Stiamo parlando di Gaspara Stampa, da molti infatti paragonata all’antica lirica dell’isola di Lesbo, che infiammò la raffinata società veneziana nel giro di soli pochi anni, con le sue performance canore, le esibizioni al liuto e, appunto, le ardite rime (come si può evincere dal bel ritratto che vedete qui sopra, che vede Gaspara a proprio agio tra pile di libri e un’arpa sullo sfondo).

Altro che la ‘sprezzatura’ consigliata da Baldassare Castiglione 1 per il perfetto cortigiano dell’epoca, Gaspara – nata a Padova nel 1523 e trasferitasi poi a Venezia insieme a fratello e sorella – si mosse con gaia leggerezza 2 tra audaci tresche amorose e vivace libertà di spirito. Il tutto espresso da una donna, artista e libera – una sorta di prima poetessa sul palcoscenico intellettuale europeo.

Il fat(t)o non poteva passare certamente inosservato, e ben presto il salotto di casa Stampa divenne uno dei luoghi più ambiti e frequentati dalla società colta del nord-est Italia del ‘500: tra rime ed amori, fece sospirare i futuri poeti romantici, che in lei – appunto – videro il fulgido di una novella Saffo europea.

Tra le passioni focose, uno su tutti; quello per il conte Collaltino di Collalto – al quale è dedicata la raccolta antologica di poesie postume (1554), pubblicata dopo la morte, ahinoi prematura, della giovane poetessa.

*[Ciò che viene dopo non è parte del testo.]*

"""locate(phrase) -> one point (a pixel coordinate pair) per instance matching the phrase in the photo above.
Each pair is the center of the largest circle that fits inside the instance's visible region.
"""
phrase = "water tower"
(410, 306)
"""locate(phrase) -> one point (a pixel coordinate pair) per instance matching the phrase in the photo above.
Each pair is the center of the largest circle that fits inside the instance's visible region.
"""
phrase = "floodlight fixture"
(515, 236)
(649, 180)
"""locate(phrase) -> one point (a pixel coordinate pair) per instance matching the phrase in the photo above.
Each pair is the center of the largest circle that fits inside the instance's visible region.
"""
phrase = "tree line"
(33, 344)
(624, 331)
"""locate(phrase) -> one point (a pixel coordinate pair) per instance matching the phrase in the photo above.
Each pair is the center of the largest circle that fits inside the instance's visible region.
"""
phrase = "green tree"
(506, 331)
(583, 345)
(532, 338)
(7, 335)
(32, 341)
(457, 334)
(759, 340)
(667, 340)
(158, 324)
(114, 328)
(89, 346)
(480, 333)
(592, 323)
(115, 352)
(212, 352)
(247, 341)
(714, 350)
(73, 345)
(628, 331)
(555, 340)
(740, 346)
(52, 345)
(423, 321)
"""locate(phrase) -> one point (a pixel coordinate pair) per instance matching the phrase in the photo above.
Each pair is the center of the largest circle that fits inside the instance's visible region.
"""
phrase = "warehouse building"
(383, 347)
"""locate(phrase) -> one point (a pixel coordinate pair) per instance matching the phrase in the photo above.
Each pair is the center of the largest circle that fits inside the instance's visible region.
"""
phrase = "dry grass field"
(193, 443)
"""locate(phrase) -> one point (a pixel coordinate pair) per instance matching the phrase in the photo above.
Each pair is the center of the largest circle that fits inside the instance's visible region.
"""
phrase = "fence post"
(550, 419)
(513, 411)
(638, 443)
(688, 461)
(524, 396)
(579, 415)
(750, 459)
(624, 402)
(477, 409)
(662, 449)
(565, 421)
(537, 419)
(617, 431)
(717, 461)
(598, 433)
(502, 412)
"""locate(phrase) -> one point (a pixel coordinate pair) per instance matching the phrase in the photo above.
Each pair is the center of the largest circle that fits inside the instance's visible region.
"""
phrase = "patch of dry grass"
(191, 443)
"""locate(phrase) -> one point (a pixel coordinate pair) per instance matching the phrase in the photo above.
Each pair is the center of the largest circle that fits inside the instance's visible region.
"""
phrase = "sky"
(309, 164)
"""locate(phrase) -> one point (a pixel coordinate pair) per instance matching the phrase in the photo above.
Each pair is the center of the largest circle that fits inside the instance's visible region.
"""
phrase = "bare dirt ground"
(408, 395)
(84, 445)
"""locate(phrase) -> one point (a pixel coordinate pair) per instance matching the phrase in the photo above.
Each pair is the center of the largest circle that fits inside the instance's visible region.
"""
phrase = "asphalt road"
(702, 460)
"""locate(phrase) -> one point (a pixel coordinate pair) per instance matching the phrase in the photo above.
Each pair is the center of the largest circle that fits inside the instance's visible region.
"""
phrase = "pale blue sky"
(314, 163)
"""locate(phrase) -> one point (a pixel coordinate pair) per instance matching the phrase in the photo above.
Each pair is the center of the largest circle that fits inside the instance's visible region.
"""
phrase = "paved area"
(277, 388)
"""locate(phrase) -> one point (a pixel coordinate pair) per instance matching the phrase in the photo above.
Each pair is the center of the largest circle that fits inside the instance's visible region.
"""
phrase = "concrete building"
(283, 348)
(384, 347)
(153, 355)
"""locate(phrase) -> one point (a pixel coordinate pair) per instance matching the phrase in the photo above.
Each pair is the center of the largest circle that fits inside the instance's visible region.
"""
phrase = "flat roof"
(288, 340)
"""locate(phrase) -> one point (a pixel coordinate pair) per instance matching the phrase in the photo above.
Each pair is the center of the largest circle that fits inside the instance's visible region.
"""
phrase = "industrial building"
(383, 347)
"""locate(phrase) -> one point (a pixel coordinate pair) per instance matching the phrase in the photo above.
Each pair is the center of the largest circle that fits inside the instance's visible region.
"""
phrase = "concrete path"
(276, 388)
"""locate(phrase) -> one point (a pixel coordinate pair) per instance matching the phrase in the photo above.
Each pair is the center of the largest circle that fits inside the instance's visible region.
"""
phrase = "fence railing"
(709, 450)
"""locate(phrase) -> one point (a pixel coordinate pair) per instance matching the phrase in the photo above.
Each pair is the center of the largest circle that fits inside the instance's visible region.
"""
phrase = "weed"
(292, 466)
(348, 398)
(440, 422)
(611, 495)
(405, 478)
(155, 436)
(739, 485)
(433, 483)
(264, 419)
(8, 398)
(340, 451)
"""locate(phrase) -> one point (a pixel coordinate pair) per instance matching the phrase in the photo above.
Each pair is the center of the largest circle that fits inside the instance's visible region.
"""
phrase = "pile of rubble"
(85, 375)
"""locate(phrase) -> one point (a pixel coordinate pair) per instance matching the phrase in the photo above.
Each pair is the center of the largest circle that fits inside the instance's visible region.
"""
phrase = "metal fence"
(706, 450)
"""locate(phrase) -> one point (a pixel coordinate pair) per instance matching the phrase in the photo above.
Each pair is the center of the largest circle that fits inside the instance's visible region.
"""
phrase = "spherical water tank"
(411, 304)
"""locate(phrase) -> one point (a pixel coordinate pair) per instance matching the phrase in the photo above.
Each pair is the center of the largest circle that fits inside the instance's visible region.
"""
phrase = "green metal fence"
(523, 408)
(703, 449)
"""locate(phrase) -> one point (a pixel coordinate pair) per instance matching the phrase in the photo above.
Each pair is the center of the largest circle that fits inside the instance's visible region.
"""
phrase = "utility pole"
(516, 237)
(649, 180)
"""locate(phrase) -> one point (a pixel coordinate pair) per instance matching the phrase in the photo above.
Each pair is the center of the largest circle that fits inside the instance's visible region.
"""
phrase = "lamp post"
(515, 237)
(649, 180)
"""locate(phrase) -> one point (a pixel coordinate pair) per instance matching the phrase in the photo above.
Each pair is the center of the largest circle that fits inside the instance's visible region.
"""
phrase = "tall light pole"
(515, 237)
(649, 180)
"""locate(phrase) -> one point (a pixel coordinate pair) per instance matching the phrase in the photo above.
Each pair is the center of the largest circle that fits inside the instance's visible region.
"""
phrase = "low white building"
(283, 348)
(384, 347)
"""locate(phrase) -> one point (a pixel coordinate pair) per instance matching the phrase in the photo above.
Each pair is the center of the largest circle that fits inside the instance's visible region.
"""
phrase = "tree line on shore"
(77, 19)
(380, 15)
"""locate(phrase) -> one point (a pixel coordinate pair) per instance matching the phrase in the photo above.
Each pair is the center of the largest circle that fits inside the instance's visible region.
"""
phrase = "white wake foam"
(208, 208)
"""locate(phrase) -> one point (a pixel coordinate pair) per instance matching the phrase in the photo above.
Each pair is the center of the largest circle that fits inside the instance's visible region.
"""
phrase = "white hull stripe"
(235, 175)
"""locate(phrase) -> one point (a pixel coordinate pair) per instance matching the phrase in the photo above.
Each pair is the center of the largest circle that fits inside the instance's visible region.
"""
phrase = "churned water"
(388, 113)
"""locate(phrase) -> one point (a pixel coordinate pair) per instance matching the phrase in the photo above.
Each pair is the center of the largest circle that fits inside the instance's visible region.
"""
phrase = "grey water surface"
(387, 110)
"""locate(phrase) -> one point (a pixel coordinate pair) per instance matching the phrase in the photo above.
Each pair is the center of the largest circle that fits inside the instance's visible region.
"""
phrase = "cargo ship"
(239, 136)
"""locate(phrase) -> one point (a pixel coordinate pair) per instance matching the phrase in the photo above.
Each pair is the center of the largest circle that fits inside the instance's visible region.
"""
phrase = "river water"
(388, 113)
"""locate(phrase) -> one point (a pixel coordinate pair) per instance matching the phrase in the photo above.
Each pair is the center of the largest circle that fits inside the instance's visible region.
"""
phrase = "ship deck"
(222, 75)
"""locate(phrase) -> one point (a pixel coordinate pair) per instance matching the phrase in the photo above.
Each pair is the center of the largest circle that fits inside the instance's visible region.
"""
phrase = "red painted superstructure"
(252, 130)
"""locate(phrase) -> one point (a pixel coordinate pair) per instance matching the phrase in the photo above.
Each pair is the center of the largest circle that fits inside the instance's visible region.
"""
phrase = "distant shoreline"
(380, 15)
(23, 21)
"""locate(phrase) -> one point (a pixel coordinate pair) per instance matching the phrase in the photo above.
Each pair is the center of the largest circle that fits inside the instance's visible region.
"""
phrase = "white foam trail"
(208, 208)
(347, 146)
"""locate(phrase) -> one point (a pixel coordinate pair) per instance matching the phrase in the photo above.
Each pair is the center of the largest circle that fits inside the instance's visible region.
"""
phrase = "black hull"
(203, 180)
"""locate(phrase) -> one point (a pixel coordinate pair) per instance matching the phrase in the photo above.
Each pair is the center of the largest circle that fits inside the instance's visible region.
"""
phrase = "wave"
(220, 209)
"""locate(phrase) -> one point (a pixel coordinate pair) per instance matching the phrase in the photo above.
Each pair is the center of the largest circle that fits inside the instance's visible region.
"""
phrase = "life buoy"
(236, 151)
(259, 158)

Suicidio a causa del sentimento non ricambiato dal conte? Febbri intestine acuitesi per le pene d’amore? La risposta aleggia, come spesso accade in questi casi, nel dubbio fascinoso dell’eternità. A noi rimangono le rime, immortali – come questa:

Altri mai foco, stral, prigione o nodo
sì vivo e acuto, e sì aspra e sì stretto
non arse, impiagò, tenne e strinse il petto,
quanto ‘l mì ardente, acuto, acerba e sodo.
Né qual io moro e nasco, e peno e godo,
mor’altra e nasce, e pena ed ha diletto,
per fermo e vario e bello e crudo aspetto,
che ‘n voci e ‘n carte spesso accuso e lodo.
Né fûro ad altrui mai le gioie care,
quanto è a me, quando mi doglio e sfaccio,
mirando a le mie luci or fosche or chiare.
Mi dorrà sol, se mi trarrà d’impaccio,
fin che potrò e viver ed amare,
lo stral e ‘l foco e la prigione e ‘l laccio.

Note

  1. Il comportamento ideale che un ‘perfetto cortegiano’ deve tenere in ogni occasione, come suggerito nell’opera omonima di Castiglione; un complesso mix di eleganza e savoir faire e disinvoltura nei modi.
  2. La scuola poetica del gai saber (ripreso in futuro da Nietzsche per costruire la sua personale Gaia Scienza), nata due secoli prima, è sicura fonte d’ispirazione per la giovane Gaspara.